Las opciones de tratamiento actuales para las IVU debidas a los organismos productores de AmpC-β-lactamasa incluyen fosfomicina, nitrofurantoína, fluoroquinolonas, cefepima, piperacilina-tazobactam y carbapenem. Además, las opciones de tratamiento para las IVU debidas a Enterobacteriaceae productoras de β-lactamasas de amplio espectro incluyen nitrofurantoína, fosfomicina, fluoroquinolonas, cefoxitina, piperacilina-tazobactam, carbapenem, ceftazidima-avibactam, ceftolozano-tazobactam y aminoglucósidos.

Basado en la identificación y los resultados de la susceptibilidad, las alternativas a carbapenems se pueden utilizar para tratar IVU leves a moderadas causado por Enterobacteriaceae productoras de β-lactamasas de amplio espectro. Ceftazidima-avibactam, colistina, polimixina B, fosfomicina, aztreonam, aminoglucósidos y tigeciclina son opciones de tratamiento para las IVU causadas por Enterobacteriaceae resistente a carbapenem. Las opciones de tratamiento para las infecciones urinarias causadas por Pseudomonas spp. multirresistentes incluyen fluoroquinolonas, ceftazidima, cefepima, piperacilina-tazobactam, carbapenems, aminoglucósidos, colistina, ceftazidima-avibactam, y ceftolozano-tazobactam. El uso de fluoroquinolonas para el tratamiento empírico de las IVU debe ser restringido debido al aumento de las tasas de resistencia. Los aminoglucósidos, colistina y tigeciclina se consideran alternativas en el                              establecimiento de infecciones de Gram-negativos resistente a multifármacos en pacientes con opciones terapéuticas limitadas.
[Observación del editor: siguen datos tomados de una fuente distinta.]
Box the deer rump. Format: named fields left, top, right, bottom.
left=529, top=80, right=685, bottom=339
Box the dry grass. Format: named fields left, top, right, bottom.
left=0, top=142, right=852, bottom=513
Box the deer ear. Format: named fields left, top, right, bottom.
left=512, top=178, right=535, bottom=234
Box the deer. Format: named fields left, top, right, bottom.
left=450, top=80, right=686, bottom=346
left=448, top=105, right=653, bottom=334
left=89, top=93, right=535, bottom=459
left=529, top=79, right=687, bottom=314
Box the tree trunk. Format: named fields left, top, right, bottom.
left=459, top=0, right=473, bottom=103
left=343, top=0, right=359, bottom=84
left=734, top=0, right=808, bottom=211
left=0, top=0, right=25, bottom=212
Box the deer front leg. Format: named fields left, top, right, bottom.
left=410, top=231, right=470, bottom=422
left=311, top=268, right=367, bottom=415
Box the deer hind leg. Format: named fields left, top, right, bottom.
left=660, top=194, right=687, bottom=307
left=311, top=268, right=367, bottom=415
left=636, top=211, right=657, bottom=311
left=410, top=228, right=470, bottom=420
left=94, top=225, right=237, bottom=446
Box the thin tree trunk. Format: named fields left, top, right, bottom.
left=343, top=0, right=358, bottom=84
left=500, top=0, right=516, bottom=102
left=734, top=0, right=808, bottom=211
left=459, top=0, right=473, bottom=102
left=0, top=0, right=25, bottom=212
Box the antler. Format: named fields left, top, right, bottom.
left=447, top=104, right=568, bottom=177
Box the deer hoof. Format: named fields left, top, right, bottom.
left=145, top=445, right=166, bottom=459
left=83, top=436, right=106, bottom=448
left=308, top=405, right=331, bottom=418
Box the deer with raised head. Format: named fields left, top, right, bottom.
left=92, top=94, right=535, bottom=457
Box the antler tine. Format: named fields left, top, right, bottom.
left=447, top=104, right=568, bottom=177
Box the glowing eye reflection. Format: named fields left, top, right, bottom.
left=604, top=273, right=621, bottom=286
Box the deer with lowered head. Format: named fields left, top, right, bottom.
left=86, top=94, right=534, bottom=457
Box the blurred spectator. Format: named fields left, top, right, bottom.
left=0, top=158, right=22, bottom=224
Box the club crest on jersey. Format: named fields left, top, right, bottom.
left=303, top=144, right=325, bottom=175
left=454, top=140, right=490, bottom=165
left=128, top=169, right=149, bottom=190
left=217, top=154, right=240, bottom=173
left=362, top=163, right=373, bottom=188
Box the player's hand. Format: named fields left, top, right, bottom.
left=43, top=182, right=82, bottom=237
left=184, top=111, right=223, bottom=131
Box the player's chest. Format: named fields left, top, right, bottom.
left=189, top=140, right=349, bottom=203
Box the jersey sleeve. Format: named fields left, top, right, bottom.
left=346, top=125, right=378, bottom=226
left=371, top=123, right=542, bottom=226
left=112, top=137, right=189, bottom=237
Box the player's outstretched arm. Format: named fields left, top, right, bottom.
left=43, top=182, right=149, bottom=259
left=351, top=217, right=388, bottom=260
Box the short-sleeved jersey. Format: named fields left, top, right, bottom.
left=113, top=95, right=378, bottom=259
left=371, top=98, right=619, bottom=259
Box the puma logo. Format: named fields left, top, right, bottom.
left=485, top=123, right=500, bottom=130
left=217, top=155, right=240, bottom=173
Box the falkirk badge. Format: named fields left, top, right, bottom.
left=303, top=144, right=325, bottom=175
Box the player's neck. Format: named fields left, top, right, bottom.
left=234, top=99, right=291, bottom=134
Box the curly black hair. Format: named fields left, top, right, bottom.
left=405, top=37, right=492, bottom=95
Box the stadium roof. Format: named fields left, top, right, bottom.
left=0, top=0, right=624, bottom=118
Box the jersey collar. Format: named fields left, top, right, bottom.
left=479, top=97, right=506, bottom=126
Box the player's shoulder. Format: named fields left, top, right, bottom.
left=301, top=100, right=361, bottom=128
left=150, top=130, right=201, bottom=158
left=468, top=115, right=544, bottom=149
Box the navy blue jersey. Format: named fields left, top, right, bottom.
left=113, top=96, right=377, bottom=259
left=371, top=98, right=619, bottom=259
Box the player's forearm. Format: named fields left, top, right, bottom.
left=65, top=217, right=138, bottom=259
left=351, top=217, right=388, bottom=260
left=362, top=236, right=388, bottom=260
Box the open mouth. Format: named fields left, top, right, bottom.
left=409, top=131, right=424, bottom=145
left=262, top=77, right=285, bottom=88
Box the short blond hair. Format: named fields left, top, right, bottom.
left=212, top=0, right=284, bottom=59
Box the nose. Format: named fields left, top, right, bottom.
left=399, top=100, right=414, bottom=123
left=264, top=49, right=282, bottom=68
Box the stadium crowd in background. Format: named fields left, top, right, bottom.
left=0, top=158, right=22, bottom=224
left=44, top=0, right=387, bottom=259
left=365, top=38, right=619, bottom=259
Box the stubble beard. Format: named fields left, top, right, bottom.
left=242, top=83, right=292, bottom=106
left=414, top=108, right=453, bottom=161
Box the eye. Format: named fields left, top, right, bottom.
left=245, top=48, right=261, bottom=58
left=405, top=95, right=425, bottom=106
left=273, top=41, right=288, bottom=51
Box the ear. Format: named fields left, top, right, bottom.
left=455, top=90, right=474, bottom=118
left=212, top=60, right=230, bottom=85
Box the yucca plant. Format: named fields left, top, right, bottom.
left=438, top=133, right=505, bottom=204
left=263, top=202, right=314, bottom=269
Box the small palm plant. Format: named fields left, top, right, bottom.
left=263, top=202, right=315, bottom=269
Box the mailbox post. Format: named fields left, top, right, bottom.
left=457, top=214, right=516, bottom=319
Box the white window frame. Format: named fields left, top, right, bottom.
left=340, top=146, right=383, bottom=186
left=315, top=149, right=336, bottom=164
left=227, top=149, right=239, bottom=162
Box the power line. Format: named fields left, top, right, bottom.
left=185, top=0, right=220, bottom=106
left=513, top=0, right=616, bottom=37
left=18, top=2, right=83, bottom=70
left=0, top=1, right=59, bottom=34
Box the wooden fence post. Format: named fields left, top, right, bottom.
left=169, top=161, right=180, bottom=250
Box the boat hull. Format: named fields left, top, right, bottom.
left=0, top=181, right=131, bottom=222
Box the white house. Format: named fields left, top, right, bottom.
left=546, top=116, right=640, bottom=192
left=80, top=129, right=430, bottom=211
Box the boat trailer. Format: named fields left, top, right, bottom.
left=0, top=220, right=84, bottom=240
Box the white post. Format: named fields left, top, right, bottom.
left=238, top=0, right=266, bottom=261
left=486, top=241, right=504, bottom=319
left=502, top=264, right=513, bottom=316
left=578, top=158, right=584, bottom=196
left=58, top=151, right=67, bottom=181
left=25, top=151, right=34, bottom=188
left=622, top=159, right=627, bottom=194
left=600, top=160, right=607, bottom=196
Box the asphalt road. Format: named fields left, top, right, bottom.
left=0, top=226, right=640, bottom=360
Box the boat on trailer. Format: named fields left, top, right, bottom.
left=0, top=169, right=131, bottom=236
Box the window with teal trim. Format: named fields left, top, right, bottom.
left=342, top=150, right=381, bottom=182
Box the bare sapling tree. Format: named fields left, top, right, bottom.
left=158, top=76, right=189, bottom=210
Deepak S, et al. (16), enfatizan que la presencia de bacterias en la orina se asocia con una infección asintomática y sintomática del tracto urinario (IVU). La bacteriuria es parte de la dinámica de colonización microbiana del tracto urinario y probablemente afecte la progresión y persistencia de la infección en algunos individuos. Recientes descubrimientos moleculares in vitro han dilucidado cómo algunos rasgos bacterianos clave pueden permitir a los organismos sobrevivir y crecer en la orina humana como medio de adaptación microbiana. Se han identificado varias características microbianas que confieren potencial bacteriúrico, incluyendo síntesis de novo de guanina, resistencia relativa a D-serina y el catabolismo de ácido málico. Características microbianas como éstas se están definiendo cada vez más mediante el uso de orina humana sintética (OHS) in vitro como un modelo para imitar el ambiente in vivo de las bacterias que se encuentran en la vejiga. Existe variaciones considerables en los sistemas modelo OHS que se han utilizado para estudiar la bacteriuria hasta la fecha, lo que influye en la utilidad de estos modelos.

En este estudio se discutieron los recientes avances en el potencial bacteriúrico con un enfoque en los mecanismos específicos subyacentes a los rasgos que promueven el crecimiento de bacterias en la orina. También revisaron la aplicación de OHS en estudios de investigación modelando IVU. Este estudio se vio limitado por lo corto del periodo de estudio y es recomendable realizar nuevos estudios sobre este tema en diferentes sectores de la población, en etapas de la vida diferente y comparar a pacientes hospitalizados con pacientes ambulatorios.


CONCLUSIONES

Las bacterias identificados con mayor frecuencia en los cultivos fueron Escherichia coli, Klebsiella spp., y Proteus mirabilis. La mayor resistencia bacteriana de E. coli  fue para las cefalosporinas, ciprofloxacino y amoxicilina. Klebsiella spp. presentó resistencia para amoxicilina-ácido clavulánico, cefotaxima y Trimetroprima-sulfametoxazol.

En nuestro estudio los antibióticos que presentaron mayor falla a bacterias resistentes fueron: eritromicina, ciprofloxacino y cefotaxima, lo cual seguramente es debido a la amplia prescripción de estos fármacos.

Los fármacos tradicionales como nitrofurantoína, gentamicina, fosfomicina, piperacilina y amikacina siguen siendo efectivos como primera opción de tratamiento en las IVU.

Agradecimientos: al QFB Martín Torres Vera por las facilidades para la realización de este estudio.